Nut job

Christmas is coming, but chestnut season is now for local growers

Chestnuts: the “grain that grows on trees.”

Chestnuts: the “grain that grows on trees.”

Harvey Correia’s locally grown chestnuts can be ordered online at

Californians have been following in the footsteps of Europeans for years. We have learned to love wine, espresso, cheese, mushrooms and olive oil. We fancy ourselves “gourmands” and “connoisseurs,” we’ve been saying “Bon appétit” for years, and many of us sort of know what tapas are. Well now, folks, it’s time we start to eat chestnuts.

An integral part of life throughout Europe and Asia, where the beautiful long-leaved trees grow wild and the fruits fall like rain in the autumn, chestnuts are one of those versatile foods that straddle the line between sweet and savory. Often a component of desserts and jams, they may also be ground into flour for use in bread and pasta. Simply roasted, however, and eaten as nature wrote the recipe, chestnuts are legendary.

But Paul Harrison at California Chestnuts, a 14-acre farm in Gridley, 15 miles north of Yuba City, has faced a challenging local market since acquiring the property quite by accident in a real-estate deal six years ago.

“A lot of Californians aren’t sophisticated in knowing what a chestnut is and, especially, knowing what fresh is,” he told me earlier this month during the final days of the harvest. A fresh chestnut, says Harrison, is a chestnut that shines a lustrous, polished brown and is tight in its husk—but when Christmastime comes around and some of us are inclined to buy a sack, many chestnuts tend to be over the hill; their color has faded to a dull tan, and they may rattle in their skins, signifying old, dehydrated fruit, usually imported from western Europe or eastern Asia.

Harrison, who grows three cultivars—primarily colossals—has already sold most of his 10-ton 2009 crop to brokers, mostly back east. He says he would like to sell to local consumers, but the interest isn’t quite there. Retailers do carry the fruits, he observes, but those that he has sampled in winters past were old and stale.

However, fresh local chestnuts are to be had, and the time is ripe. The season is over, as are the 100-hour weeks and the long nights of headlamp harvesting. The nuts are still fresh in the markets. Winters Chestnuts has sold much of its crop to such markets as Ikeda’s produce stand in Davis and Oto’s Marketplace in Sacramento, and the farmers sometimes hold court at the Davis Farmers Market.

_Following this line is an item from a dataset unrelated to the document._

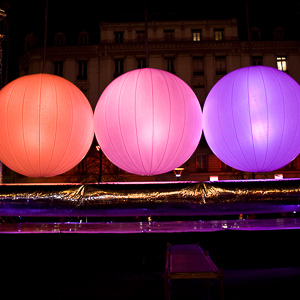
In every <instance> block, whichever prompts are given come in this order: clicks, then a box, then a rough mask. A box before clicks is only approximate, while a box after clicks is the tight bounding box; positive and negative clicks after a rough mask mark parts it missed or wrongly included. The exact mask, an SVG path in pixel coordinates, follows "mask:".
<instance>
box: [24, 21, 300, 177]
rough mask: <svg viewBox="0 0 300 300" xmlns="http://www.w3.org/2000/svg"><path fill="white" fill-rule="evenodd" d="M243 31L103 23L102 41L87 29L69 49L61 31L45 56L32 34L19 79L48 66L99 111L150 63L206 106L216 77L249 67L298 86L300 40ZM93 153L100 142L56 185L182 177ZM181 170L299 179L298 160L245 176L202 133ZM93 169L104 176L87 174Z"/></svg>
mask: <svg viewBox="0 0 300 300" xmlns="http://www.w3.org/2000/svg"><path fill="white" fill-rule="evenodd" d="M238 32H239V28H238V22H237V20H236V19H226V20H198V21H191V20H189V21H151V22H148V23H146V24H145V23H144V22H122V23H101V24H100V37H99V42H98V43H94V44H91V43H90V37H89V33H88V32H80V33H79V34H78V40H77V44H68V37H67V36H66V35H65V34H64V33H56V34H55V35H54V38H53V43H52V44H51V45H49V46H47V48H46V51H45V52H44V50H45V49H43V48H42V47H38V44H37V43H36V39H35V37H34V36H33V35H28V36H27V37H26V41H25V54H24V55H23V56H22V57H21V58H20V60H19V69H20V76H23V75H26V74H35V73H40V72H42V70H43V65H44V66H45V71H46V73H51V74H56V75H59V76H62V77H64V78H66V79H67V80H69V81H71V82H73V83H74V84H75V85H77V86H78V87H79V88H80V89H81V90H82V91H83V93H84V94H85V95H86V97H87V98H88V99H89V101H90V103H91V105H92V108H93V109H94V108H95V106H96V104H97V101H98V99H99V97H100V95H101V93H102V92H103V91H104V89H105V88H106V87H107V85H108V84H109V83H110V82H111V81H112V80H113V79H115V78H116V77H118V76H119V75H121V74H123V73H126V72H128V71H131V70H134V69H138V68H144V67H147V66H149V67H151V68H157V69H162V70H166V71H168V72H171V73H173V74H175V75H177V76H178V77H180V78H181V79H182V80H184V81H185V82H186V83H187V84H188V85H189V86H190V87H191V88H192V89H193V90H194V92H195V94H196V95H197V97H198V99H199V102H200V104H201V107H203V104H204V101H205V99H206V96H207V94H208V93H209V91H210V90H211V88H212V87H213V86H214V84H215V83H216V82H217V81H218V80H220V79H221V78H222V77H223V76H224V75H226V74H227V73H229V72H231V71H233V70H235V69H238V68H242V67H246V66H249V65H265V66H270V67H274V68H278V69H279V70H281V71H283V72H286V73H288V74H289V75H290V76H291V77H292V78H294V79H295V80H296V81H297V82H298V83H300V52H299V50H300V41H297V40H285V38H284V37H285V33H284V30H283V28H279V27H278V28H274V29H273V32H272V39H269V38H268V39H264V36H262V35H261V31H260V29H259V28H257V27H254V28H251V39H250V40H249V41H248V40H241V39H240V38H239V33H238ZM43 54H45V55H43ZM95 149H96V143H95V144H94V145H93V149H92V150H91V151H90V152H91V153H92V154H91V153H90V154H89V155H87V157H86V158H85V159H84V161H83V162H81V163H80V164H79V165H78V166H77V167H76V168H74V169H73V170H71V171H70V172H68V174H64V175H63V176H60V177H59V176H58V179H52V180H57V181H66V180H67V181H70V178H71V177H72V176H73V177H72V178H73V179H74V181H76V180H79V181H82V180H85V181H99V180H102V181H103V180H106V181H111V180H125V181H126V180H128V181H132V180H134V181H148V180H150V181H152V180H176V179H178V178H176V177H175V174H174V173H173V172H170V173H167V174H162V175H158V176H155V177H151V178H148V177H141V176H133V175H130V174H126V173H124V172H123V171H121V170H118V168H115V167H112V166H110V167H108V165H109V162H108V161H107V160H106V159H105V157H103V154H101V153H99V151H98V152H95ZM97 155H98V158H96V157H97ZM95 159H96V161H97V160H98V162H95ZM100 161H101V162H102V163H100ZM104 161H105V162H104ZM100 165H101V166H102V167H100ZM95 166H96V167H95ZM182 167H183V168H184V170H183V171H182V173H181V180H196V181H205V180H210V179H213V178H218V179H219V180H223V179H242V178H244V179H247V178H274V176H275V174H283V177H298V176H299V174H300V158H299V157H297V158H295V160H294V161H293V162H291V163H290V164H289V165H288V166H286V167H284V168H282V169H280V170H277V171H275V172H270V173H263V174H252V173H247V172H241V171H238V170H234V169H232V168H230V167H229V166H227V165H225V164H224V163H222V162H221V161H220V160H219V159H218V158H217V157H216V156H215V155H214V154H213V153H212V152H211V150H210V149H209V147H208V146H207V144H206V142H205V139H204V136H202V138H201V141H200V144H199V146H198V148H197V150H196V151H195V153H194V154H193V155H192V156H191V158H190V159H189V160H188V161H187V162H186V163H185V164H184V165H183V166H182ZM92 168H93V170H94V171H93V172H94V173H95V174H98V175H99V176H98V175H96V176H90V175H89V174H91V173H92V171H91V169H92ZM105 170H106V171H107V170H110V171H107V173H106V171H105ZM89 172H90V173H89ZM72 174H73V175H72ZM80 174H81V175H82V174H86V175H85V177H84V178H85V179H82V176H80V178H79V177H76V176H79V175H80ZM97 176H98V178H97ZM94 177H95V178H96V179H92V178H94ZM76 178H77V179H76ZM73 179H72V180H73ZM18 180H26V179H18Z"/></svg>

Downstream from Sacramento, in Isleton, Harvey Correia owns 5 acres of chestnuts, planted in 1999 after he removed his small Delta pear patch. Correia chose the chestnut as a pest-resistant tree crop with no need for sprays and scant local competition. He planted colossals but several years ago began cutting them back and grafting on other more interesting varieties—especially the marroni, a richer, sweeter fruit popular in Italy—and today the trees stand about 18 feet tall. They are growing rapidly, the annual yield is escalating and, according to Correia’s sales, local demand is on the upswing.

Correia notes that smart chestnut eaters buy the fruit as early as possible; those who wait until late November and December are almost certainly getting spoiled nuts. Europeans, who have been eating chestnuts for millennia, know better than that.

“They don’t have Thanksgiving to wait for,” notes Correia, “and so Europeans eat chestnuts at the appropriate time.”

Which is right now.

Chestnuts on an open fire

Chestnuts have been called the “un-nut” and the “grain that grows on trees.” They are very low in fat, rich in complex carbohydrates and high in water content. Roast them in the oven, peel away their husks, brush off the fuzzy skin and voilà. You might even roast them on an open fire. Just don’t wait until Christmas.